Location: Winnipeg, Manitoba, Canada
June 11, 2014 9:16 am
Hi guys. I’ve previously found a blinded sphinx hawk moth in the same area where just today I saw this unassuming beauty. It was sleeping? When I brushed up against it by accident with my lens, it fell into my hands, started walking on my arm,and then it’s wings shook like it was trying to fly, but couldn’t. Was it cold, and needing to warm up to flee the scene – or was it a warning? It looked in perfect health. I put it gently back on the wall, and it continued its wing shaking. Thank you kindly in advance.
Signature: Maggie M.
We believe we have correctly identified your Hawkmoth as a Waved Sphinx, Ceratomia undulosa, thanks to images posted to the Sphingidae of the Americas website. We have observed the behavior you describe, though we cannot provide a definitive answer regarding why moths flutter.

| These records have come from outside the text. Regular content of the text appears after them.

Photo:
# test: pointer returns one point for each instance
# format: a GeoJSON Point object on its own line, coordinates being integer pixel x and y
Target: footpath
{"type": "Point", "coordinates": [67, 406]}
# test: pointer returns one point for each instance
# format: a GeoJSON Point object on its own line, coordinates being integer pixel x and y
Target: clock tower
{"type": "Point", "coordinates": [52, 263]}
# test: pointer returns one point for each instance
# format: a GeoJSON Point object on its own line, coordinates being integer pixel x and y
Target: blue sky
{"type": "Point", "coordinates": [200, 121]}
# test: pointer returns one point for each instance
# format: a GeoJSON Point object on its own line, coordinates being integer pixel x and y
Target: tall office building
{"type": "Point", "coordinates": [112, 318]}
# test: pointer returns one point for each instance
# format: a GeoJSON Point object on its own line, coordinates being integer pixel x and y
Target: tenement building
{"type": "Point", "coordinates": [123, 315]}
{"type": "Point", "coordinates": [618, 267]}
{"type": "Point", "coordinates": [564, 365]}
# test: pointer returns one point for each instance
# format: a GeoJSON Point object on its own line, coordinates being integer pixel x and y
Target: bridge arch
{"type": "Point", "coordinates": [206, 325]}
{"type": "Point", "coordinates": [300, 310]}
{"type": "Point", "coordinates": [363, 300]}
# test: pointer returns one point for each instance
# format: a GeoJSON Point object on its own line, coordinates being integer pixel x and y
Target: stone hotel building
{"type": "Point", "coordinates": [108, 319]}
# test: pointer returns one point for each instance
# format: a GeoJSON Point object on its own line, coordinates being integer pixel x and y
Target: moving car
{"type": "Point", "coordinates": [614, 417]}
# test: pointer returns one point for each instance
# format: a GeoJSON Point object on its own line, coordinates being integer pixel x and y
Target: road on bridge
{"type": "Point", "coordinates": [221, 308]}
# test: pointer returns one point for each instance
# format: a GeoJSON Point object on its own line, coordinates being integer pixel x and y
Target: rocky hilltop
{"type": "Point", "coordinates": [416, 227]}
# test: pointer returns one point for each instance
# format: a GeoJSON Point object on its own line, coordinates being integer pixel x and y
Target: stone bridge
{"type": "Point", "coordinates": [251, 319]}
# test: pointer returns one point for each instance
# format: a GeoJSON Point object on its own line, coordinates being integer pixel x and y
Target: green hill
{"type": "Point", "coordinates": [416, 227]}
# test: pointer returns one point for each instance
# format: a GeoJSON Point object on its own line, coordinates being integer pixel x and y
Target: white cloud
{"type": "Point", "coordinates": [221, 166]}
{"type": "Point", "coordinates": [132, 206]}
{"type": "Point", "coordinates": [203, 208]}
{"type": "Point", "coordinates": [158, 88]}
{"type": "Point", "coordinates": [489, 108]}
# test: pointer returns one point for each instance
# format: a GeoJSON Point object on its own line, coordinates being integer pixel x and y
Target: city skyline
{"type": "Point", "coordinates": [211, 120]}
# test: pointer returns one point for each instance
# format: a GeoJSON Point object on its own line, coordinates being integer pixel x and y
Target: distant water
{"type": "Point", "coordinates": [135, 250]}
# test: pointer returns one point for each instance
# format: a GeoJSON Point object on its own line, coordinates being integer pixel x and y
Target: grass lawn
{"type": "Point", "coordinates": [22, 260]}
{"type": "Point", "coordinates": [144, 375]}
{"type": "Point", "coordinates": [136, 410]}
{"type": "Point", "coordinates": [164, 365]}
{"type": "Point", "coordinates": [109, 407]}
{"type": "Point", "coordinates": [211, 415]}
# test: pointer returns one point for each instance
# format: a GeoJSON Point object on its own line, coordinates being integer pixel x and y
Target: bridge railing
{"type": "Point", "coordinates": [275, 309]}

Thank you so much for the quick reply. You guys rock. 🙂
Letter 6 – Waved Sphinx from Canada
Location: Winnipeg, canada
July 6, 2016 12:05 pm
Your moth is a Waved Sphinx.
Letter 7 – Waved Sphinx
Subject: Large moth
Location: Saskatoon, sk
July 6, 2016 8:09 pm
This guy fell out of our tree in our yard, he was not alive when i seen him fall and because he is so large from other moths in our area I am curious to find out what kind he is.
Letter 8 – Waved Sphinx, we believe
Subject: What’s that Moth?
Geographic location of the bug: Northern Indiana
Time: 09:36 PM EDT
Your letter to the bugman: Can you tell me what this moth is? We have looked around at many options but can’t quite place it. Might be a Catalpa or a Northern Pine?
How you want your letter signed: Joshua
We actually believe this is a Waved Sphinx, Ceratomia undulosa, which is in the same genus as the Catalpa Sphinx. See images on Sphingidae of the Americas. We will attempt to contact Bill Oehlke for confirmation.
Thank you for such a quick response! We were definitely curious and several of us were searching the web for photos to identify. Thanks for the link to the specific page as well!
Letter 9 – Waved Sphinx Caterpillar
large green and purple caterpillar
Location: Southern Utah
September 29, 2010 4:18 pm
We found this caterpillar in the garage in southern utah in September. Its green and purple banded with a green tail.
According to Bill Oehlke’s website Sphingidae of the Americas, the caterpillar of the Waved Sphinx, Ceratomia undulosa, changes color: “Just prior to pupation, larvae frequently take on a rosy hue.” Sphinx Moth caterpillars are often called Hornworms because of the prominent caudal horn found on the caterpillar of many species, including the Waved Sphinx.
Letter 10 – Waved Sphinx Caterpillar
Location: Oneida, WI
August 18, 2014 6:52 pm
I found this caterpillar on my back porch after a rain storm on 8-18-14 in Oneida , WI. From what I can see from photos online I think it might be a waved sphinx but wanted your opinion.